LIBERALISME ET CONCURRENCE
Les positions de Hobbes et de Rousseau sont du point de vue libéral paradoxales.
La seconde (Rousseau) tente de fonder la liberté politique sur la réduction, voire la suppression des inégalités sociales et économiques. Ce faisant elle fait du peuple absolument souverain la source d’une législation égalitaire, voire égalitariste, seule capable de rendre possible un authentique intérêt commun et une volonté générale qui s’impose aux intérêts particuliers. Mais l’expression de cette volonté générale suppose trois conditions extrêmement restrictives: D’abord que tous les citoyens unis par contrat au tout de la société soient, sinon d’accord sur tout, au moins sur la nécessité de réduire la liberté économique afin de rendre impossible le développement d’une économique dynamique et progressive mettant en jeu les désirs et passions illimités des individus. Cette économie frugale du besoin naturel par opposition à celle des désirs artificiels implique à son tour une société communautaire, voire communautariste peu nombreuse dans laquelle tous se connaissent personnellement, fermée et indépendante des autres, réellement, c’est à dire socialement et économiquement, égalitaire, dont le ciment idéologique est une religion civile obligatoire qui « sacralise » la communauté aux dépens des désirs individuels et des autres sociétés.

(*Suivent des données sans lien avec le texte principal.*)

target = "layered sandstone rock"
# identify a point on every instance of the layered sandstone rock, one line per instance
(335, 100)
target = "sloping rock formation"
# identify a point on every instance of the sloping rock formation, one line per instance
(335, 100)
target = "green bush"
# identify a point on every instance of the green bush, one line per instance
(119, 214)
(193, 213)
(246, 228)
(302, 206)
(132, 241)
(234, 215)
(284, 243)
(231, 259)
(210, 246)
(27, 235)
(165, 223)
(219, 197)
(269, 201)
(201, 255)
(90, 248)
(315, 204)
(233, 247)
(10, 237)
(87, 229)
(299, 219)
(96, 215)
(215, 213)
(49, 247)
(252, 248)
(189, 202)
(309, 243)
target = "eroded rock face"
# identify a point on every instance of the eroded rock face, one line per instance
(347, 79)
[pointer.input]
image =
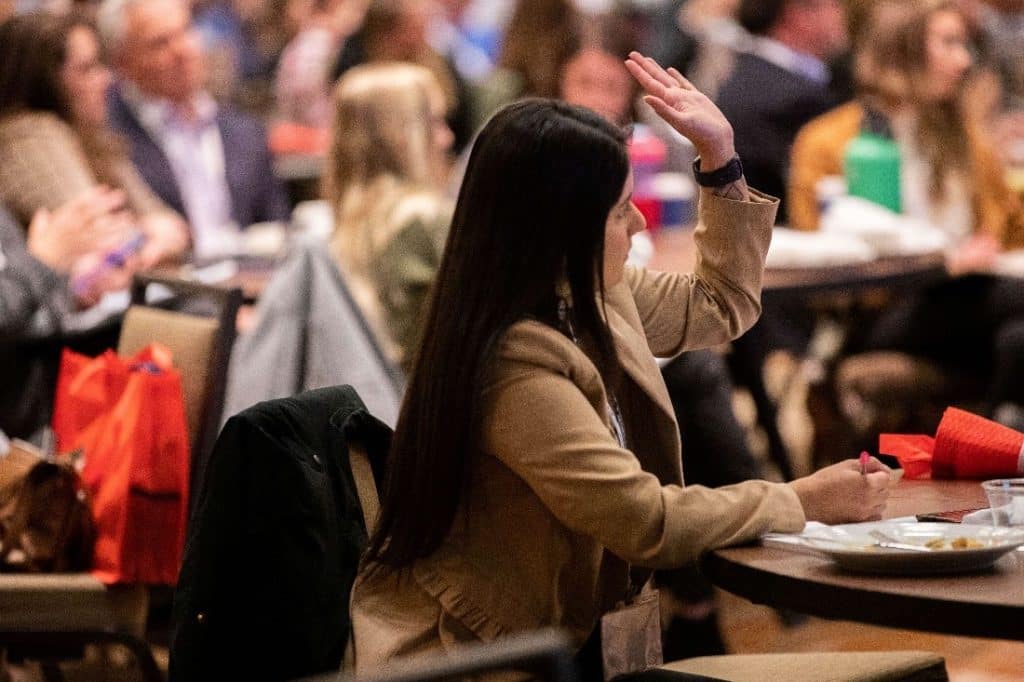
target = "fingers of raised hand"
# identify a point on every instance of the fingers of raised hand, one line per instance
(681, 80)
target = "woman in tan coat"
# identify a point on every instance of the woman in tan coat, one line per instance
(537, 457)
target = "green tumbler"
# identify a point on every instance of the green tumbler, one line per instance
(871, 164)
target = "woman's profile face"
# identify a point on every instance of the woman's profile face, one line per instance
(948, 56)
(624, 221)
(85, 78)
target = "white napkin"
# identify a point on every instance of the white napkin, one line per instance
(792, 248)
(887, 232)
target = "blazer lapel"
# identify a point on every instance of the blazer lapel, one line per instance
(637, 359)
(145, 154)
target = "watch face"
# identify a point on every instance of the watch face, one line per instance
(730, 172)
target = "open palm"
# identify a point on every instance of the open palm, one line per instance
(685, 109)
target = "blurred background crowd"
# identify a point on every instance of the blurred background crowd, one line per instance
(137, 134)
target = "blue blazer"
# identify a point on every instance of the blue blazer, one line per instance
(257, 195)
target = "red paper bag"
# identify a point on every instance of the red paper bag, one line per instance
(966, 445)
(128, 417)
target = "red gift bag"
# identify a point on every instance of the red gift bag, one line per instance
(966, 445)
(128, 417)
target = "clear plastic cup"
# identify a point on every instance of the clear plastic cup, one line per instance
(1006, 497)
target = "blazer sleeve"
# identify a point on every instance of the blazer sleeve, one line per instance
(33, 298)
(540, 424)
(721, 298)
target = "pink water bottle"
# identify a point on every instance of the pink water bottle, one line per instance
(647, 155)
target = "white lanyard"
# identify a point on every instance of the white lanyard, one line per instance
(613, 413)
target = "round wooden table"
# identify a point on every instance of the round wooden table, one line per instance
(989, 603)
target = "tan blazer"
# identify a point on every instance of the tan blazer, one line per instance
(556, 510)
(818, 151)
(44, 164)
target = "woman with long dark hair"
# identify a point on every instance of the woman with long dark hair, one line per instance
(537, 458)
(55, 143)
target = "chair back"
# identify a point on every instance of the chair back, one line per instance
(197, 323)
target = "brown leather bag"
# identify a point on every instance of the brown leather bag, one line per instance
(45, 520)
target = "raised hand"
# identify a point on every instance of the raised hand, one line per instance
(685, 109)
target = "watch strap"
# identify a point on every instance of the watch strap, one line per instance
(727, 174)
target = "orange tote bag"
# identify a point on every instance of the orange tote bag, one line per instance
(127, 416)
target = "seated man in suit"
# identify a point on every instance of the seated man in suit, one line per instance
(779, 82)
(207, 162)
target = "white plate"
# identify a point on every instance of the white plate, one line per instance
(851, 547)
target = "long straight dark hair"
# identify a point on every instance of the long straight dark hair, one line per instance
(33, 50)
(540, 183)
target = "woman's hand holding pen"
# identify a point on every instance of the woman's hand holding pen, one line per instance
(845, 492)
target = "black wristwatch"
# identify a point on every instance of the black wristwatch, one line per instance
(727, 174)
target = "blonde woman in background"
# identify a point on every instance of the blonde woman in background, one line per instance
(383, 180)
(912, 60)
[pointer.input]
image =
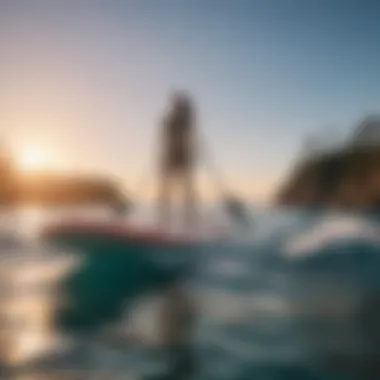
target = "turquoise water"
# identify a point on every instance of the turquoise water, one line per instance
(295, 297)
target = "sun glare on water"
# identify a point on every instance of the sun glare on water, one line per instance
(33, 159)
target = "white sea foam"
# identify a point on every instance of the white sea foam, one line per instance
(329, 230)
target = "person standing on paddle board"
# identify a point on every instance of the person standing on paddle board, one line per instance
(177, 158)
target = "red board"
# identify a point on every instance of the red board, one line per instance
(123, 231)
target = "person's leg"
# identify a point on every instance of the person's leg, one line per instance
(164, 197)
(190, 198)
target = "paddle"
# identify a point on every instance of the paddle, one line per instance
(235, 207)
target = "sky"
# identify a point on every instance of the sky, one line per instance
(87, 81)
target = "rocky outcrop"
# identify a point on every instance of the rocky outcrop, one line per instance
(54, 189)
(348, 177)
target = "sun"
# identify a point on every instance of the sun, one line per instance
(32, 160)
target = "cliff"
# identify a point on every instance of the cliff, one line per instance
(347, 177)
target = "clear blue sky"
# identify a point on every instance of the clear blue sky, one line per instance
(89, 79)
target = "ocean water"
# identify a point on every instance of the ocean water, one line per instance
(295, 297)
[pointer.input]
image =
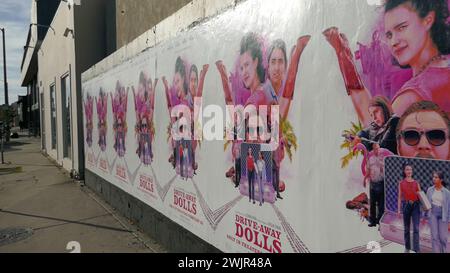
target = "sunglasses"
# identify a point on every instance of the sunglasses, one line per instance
(435, 137)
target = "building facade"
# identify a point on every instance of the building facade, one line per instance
(76, 37)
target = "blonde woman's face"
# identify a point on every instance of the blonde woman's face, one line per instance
(406, 33)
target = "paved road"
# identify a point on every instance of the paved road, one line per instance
(42, 209)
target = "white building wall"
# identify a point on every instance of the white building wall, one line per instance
(56, 59)
(195, 11)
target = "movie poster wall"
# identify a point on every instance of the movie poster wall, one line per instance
(362, 129)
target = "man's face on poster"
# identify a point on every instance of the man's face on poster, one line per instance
(377, 115)
(424, 135)
(178, 82)
(406, 33)
(277, 66)
(248, 69)
(193, 83)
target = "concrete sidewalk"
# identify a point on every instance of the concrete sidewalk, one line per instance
(42, 209)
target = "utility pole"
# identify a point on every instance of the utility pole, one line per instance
(5, 81)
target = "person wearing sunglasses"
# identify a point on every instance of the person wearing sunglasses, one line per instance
(409, 207)
(423, 132)
(439, 214)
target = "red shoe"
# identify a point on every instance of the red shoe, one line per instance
(230, 173)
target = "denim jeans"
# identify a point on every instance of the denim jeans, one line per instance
(237, 167)
(411, 211)
(439, 230)
(376, 201)
(251, 185)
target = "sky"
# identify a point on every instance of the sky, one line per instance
(15, 17)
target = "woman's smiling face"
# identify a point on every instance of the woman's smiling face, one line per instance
(406, 33)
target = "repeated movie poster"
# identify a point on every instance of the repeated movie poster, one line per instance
(322, 127)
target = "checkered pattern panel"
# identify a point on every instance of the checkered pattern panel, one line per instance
(255, 148)
(422, 172)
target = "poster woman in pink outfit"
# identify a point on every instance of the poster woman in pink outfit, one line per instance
(119, 106)
(417, 34)
(250, 86)
(102, 111)
(186, 87)
(89, 111)
(144, 105)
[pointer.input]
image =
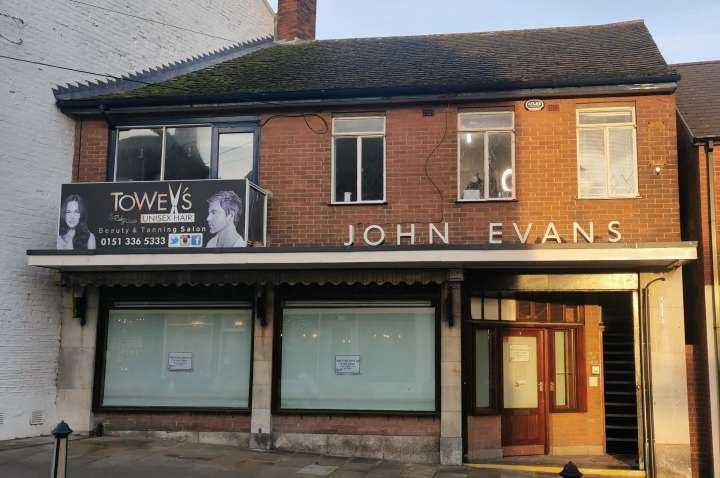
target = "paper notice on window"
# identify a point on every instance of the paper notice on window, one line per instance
(519, 353)
(180, 361)
(347, 365)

Ensuite elle suppose le pouvoir exécutif fort d’une élite de magistrats non directement contrôlables par les individus-citoyens , indépendante du pouvoir législatif du peuple, afin de faire respecter par chacun, y compris par la contrainte et la menace de mort, cette égalité et l’expression de cette volonté générale transcendant les désirs et intérêts particuliers qui en est la conséquence. Enfin elle exige des citoyens vertueux dans leur plus grande majorité, dépourvus d’égoïsme et qui accepteraient, plus volontairement que par la contrainte, de sacrifier ou de mettre au service de la communauté leurs personnes, leurs biens et leur liberté ou pouvoirs naturels. Autant dire que la position de Rousseau reste inapplicable à la quasi-totalité des sociétés humaines existantes, sauf à prétendre les révolutionner par la violence et la terreur extrêmes ; ce qui de l’aveu même de Rousseau conduirait au pire désastre social qui soit : la fin du contrat social et à la guerre civile qui elle même fait cesser toute moralité.